Remember the moment you found out you were pregnant and the first time you saw your baby? So how can that baby be graduating from high school in four weeks?
The weeks leading up to graduation should be cherished, but instead I hear friends and patients telling me they are experiencing insomnia, moodiness, headaches and high blood pressure. They "don't have time" to exercise or eat right. Simply put - they are stressed!
According to the U.S. Centers for Disease Control and Prevention, stress leads to increased risk of:
- Heart disease, including stroke and heart attack
- Insomnia and fatigue
- Depression and anxiety, which affects relationships at home and at work
- Obesity from "stress eating," high levels of cortisol, a hormone which rises in stress, and lack of exercise
- Illness and autoimmune disorders, because cortisol levels rise and decrease the immune response
How is graduation stressful?
Let us count the ways: Final exams, proms (including the tux, dress, transportation, after party, flowers, shoes, nails, hair), will she/he even graduate (too many absences, finals, truancies), scholarships, senior events, and graduation weather and gifts.
And then we have the related celebrations. Decisions need to be made about the following: who gets invited, how many get invited, renting a tent, chairs, and choices in food. You’ll need to landscape, paint and make sure the toilet doesn’t clog.
All the while, time and financial commitments continue: that stressful job, the car that needs repairs, the showers, weddings and First Communions that take place this month. Your other kids need to get to work, school and sports. They need new clothes because somehow they grew five inches, three shoe sizes and gained 15 pounds.

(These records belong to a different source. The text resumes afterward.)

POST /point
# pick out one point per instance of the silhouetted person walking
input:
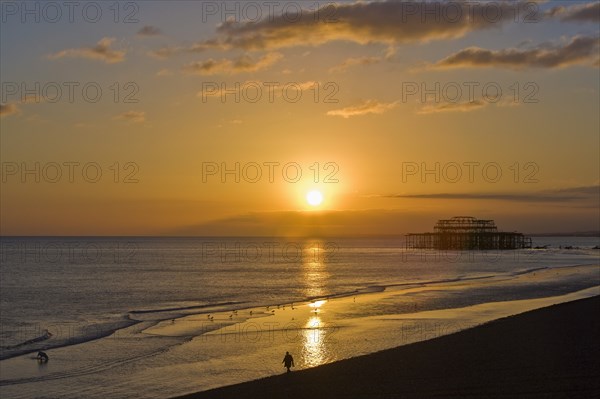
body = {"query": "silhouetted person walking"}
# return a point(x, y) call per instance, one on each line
point(288, 361)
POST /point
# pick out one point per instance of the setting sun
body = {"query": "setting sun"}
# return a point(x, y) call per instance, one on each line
point(314, 198)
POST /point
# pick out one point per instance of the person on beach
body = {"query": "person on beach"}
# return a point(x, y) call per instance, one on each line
point(288, 361)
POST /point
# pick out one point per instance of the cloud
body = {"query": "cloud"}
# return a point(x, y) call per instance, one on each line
point(556, 195)
point(581, 50)
point(132, 116)
point(388, 22)
point(355, 61)
point(452, 107)
point(367, 107)
point(244, 63)
point(164, 72)
point(149, 31)
point(275, 89)
point(102, 51)
point(589, 12)
point(8, 110)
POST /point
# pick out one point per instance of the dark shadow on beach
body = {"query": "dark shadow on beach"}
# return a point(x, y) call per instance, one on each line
point(552, 352)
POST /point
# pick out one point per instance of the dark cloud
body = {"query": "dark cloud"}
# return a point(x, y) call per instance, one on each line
point(581, 50)
point(388, 22)
point(589, 12)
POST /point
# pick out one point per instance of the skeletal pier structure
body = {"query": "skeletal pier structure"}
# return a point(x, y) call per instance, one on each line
point(467, 233)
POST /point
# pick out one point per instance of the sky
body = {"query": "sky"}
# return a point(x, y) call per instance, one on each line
point(218, 118)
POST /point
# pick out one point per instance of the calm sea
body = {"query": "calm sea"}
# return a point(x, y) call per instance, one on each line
point(58, 292)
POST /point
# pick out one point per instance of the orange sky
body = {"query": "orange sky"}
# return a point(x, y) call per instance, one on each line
point(180, 118)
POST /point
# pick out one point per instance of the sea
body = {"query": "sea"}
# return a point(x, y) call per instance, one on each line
point(101, 307)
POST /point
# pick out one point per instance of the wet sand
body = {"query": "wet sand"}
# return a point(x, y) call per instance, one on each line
point(552, 352)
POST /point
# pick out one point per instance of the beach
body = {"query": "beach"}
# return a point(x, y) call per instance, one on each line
point(217, 324)
point(552, 352)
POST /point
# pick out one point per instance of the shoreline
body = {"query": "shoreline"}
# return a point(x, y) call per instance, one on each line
point(550, 352)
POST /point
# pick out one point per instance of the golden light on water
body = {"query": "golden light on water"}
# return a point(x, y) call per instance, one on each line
point(314, 270)
point(314, 350)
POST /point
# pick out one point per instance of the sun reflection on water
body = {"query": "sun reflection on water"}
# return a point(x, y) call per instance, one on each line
point(314, 351)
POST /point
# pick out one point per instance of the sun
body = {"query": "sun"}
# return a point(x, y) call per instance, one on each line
point(314, 197)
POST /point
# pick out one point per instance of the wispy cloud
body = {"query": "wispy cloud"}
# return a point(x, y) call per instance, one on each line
point(102, 51)
point(243, 63)
point(132, 116)
point(581, 50)
point(589, 12)
point(556, 195)
point(367, 107)
point(349, 62)
point(452, 107)
point(149, 30)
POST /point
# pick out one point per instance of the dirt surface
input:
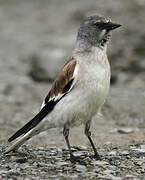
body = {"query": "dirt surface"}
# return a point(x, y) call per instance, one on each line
point(36, 39)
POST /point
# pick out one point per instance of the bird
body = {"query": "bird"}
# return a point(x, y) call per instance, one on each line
point(80, 88)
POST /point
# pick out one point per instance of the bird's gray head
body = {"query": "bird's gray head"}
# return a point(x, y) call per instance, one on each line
point(96, 30)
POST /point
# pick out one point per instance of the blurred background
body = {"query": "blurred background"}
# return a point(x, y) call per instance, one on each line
point(37, 37)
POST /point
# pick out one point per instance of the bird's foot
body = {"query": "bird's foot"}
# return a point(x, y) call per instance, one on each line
point(96, 156)
point(75, 159)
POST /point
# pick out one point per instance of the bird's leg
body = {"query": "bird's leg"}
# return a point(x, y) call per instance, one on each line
point(66, 135)
point(88, 134)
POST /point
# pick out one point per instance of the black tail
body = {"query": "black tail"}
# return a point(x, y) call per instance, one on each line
point(36, 120)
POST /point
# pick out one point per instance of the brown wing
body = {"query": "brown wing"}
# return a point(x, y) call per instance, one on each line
point(59, 89)
point(64, 78)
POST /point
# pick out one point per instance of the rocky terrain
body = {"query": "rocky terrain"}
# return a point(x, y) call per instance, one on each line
point(36, 38)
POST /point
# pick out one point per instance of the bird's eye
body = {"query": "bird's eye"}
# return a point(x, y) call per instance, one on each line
point(97, 22)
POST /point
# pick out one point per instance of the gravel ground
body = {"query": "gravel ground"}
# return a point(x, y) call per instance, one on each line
point(117, 163)
point(36, 38)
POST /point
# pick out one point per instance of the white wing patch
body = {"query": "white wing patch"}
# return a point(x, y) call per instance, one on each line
point(61, 94)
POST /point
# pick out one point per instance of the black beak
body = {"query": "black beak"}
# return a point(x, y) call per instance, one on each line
point(109, 26)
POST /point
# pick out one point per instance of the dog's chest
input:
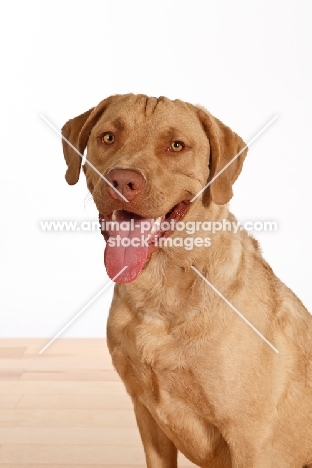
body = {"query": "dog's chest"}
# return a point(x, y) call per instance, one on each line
point(163, 388)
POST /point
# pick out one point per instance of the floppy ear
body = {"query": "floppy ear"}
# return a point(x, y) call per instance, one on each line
point(224, 146)
point(77, 131)
point(71, 131)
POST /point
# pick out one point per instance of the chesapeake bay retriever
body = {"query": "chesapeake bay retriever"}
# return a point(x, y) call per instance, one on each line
point(201, 380)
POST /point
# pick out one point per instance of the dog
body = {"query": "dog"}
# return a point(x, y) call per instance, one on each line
point(201, 380)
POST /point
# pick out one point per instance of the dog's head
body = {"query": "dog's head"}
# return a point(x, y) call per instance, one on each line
point(147, 158)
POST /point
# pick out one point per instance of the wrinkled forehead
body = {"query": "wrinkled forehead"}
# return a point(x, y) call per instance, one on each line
point(155, 114)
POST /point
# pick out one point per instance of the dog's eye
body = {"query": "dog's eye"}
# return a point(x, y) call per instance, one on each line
point(176, 146)
point(108, 138)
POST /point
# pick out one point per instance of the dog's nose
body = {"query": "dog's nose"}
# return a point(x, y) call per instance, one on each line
point(129, 183)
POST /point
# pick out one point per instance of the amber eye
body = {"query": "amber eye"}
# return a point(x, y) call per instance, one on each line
point(176, 146)
point(108, 138)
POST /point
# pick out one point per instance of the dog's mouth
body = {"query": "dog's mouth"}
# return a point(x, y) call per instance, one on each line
point(131, 239)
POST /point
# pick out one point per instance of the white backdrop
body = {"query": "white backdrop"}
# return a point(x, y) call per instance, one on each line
point(244, 61)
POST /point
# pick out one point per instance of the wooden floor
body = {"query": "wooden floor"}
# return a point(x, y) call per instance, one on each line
point(65, 408)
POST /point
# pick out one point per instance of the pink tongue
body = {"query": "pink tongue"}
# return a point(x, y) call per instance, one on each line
point(121, 252)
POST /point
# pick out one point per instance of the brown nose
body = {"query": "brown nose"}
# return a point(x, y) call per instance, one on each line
point(127, 182)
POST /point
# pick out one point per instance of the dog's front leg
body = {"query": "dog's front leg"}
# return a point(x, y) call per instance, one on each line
point(256, 455)
point(160, 452)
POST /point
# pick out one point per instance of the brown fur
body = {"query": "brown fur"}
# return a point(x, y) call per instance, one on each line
point(201, 380)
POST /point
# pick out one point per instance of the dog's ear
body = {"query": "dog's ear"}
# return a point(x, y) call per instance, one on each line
point(224, 146)
point(71, 131)
point(77, 131)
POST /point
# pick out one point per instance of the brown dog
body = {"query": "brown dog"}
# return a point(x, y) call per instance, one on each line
point(201, 380)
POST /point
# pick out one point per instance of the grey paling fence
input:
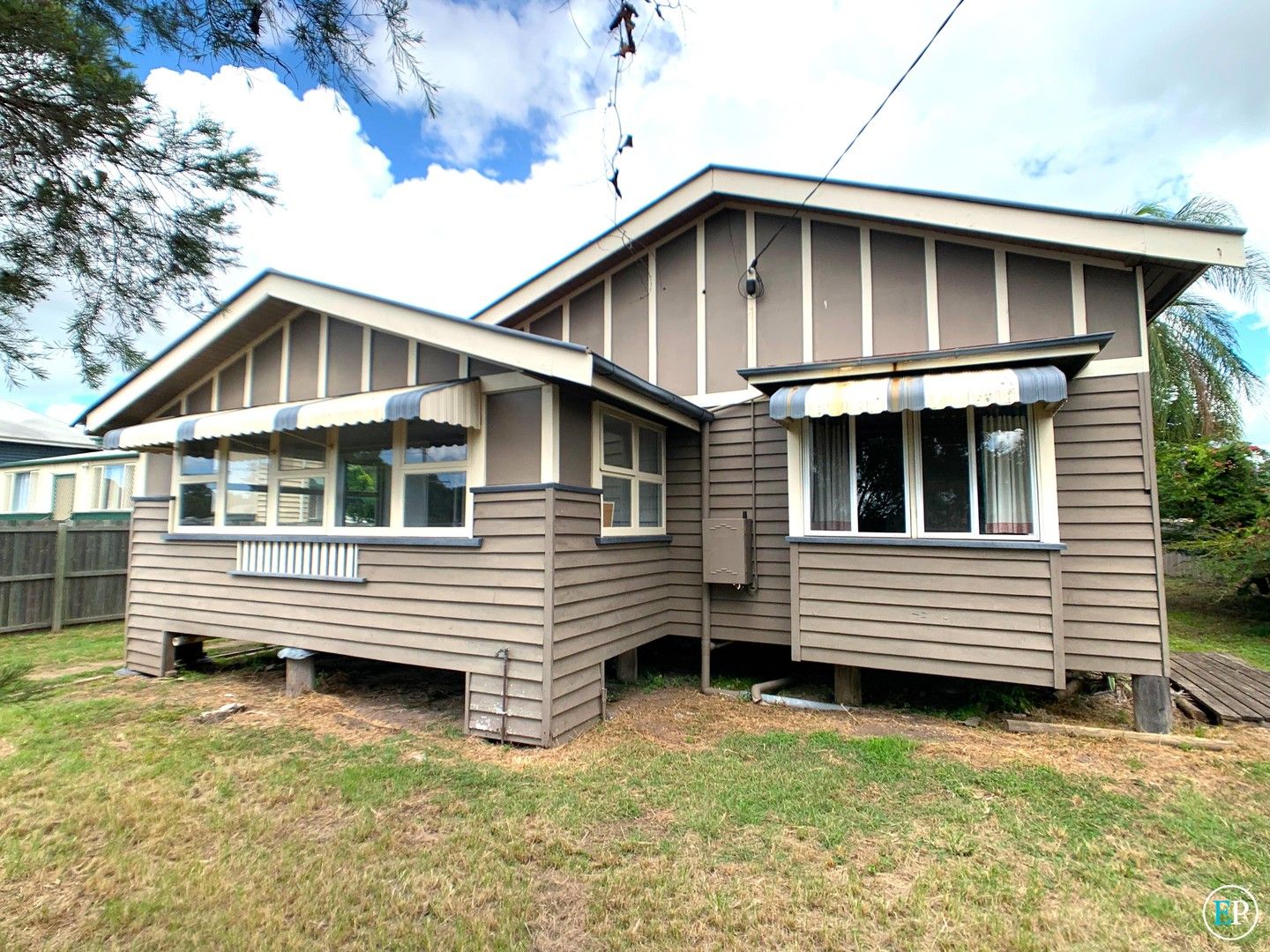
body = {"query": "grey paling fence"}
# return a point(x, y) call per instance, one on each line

There is the incessant laundry, the leaking dishwasher (you'd better cater that party), your mom is having "pains" and can’t find her glasses. On and on. As you lay in bed, you consider calling the doctor because the medication (for headaches, back pain, depression, or insomnia) he or she prescribed isn’t working.
It's not only adults feeling the pressure. “Like adults, teens are vulnerable to both physical and emotional stress," said Amy Leone of . "The transition from childhood to adulthood is difficult for teens as they go from control and schedules to expected independence and uncertainty."
Leone encourages adults to watch for symptoms of stress in teens. “Causes and management programs for teen stress are different," she said. “There are challenges everywhere for them, especially this time of year, which can lead to thoughts of suicide."
Unfortunately, stress in life is unavoidable and won’t end with graduation on June 5. Short of running away, how can you and your teen decrease stress? Here are some tips:
- Change the "shoulds" to"coulds" and prioritize. (I should make the food. I could order the food.)
- Make a list of only 10 things to do each day. Make a point to put a minimum of one guilt free thing on your list for you. That could include reading, walking, taking a nap, exercising or practicing yoga.
- Delegate. That senior will have excess time.
- Talk to your family. Have them choose how they can help, and let go of the idea of perfection.
- Remember to abide by the seven-to-eight a day rule for sleep, water, vegetables and fruit
- 30 minutes a day
- Consider , massage, meditation or yoga
- Talk to a counselor
You deserve a healthy life. Don’t wait for the "crash" or doctor visit. Empower yourself and your teen to control the stress instead of having it control you.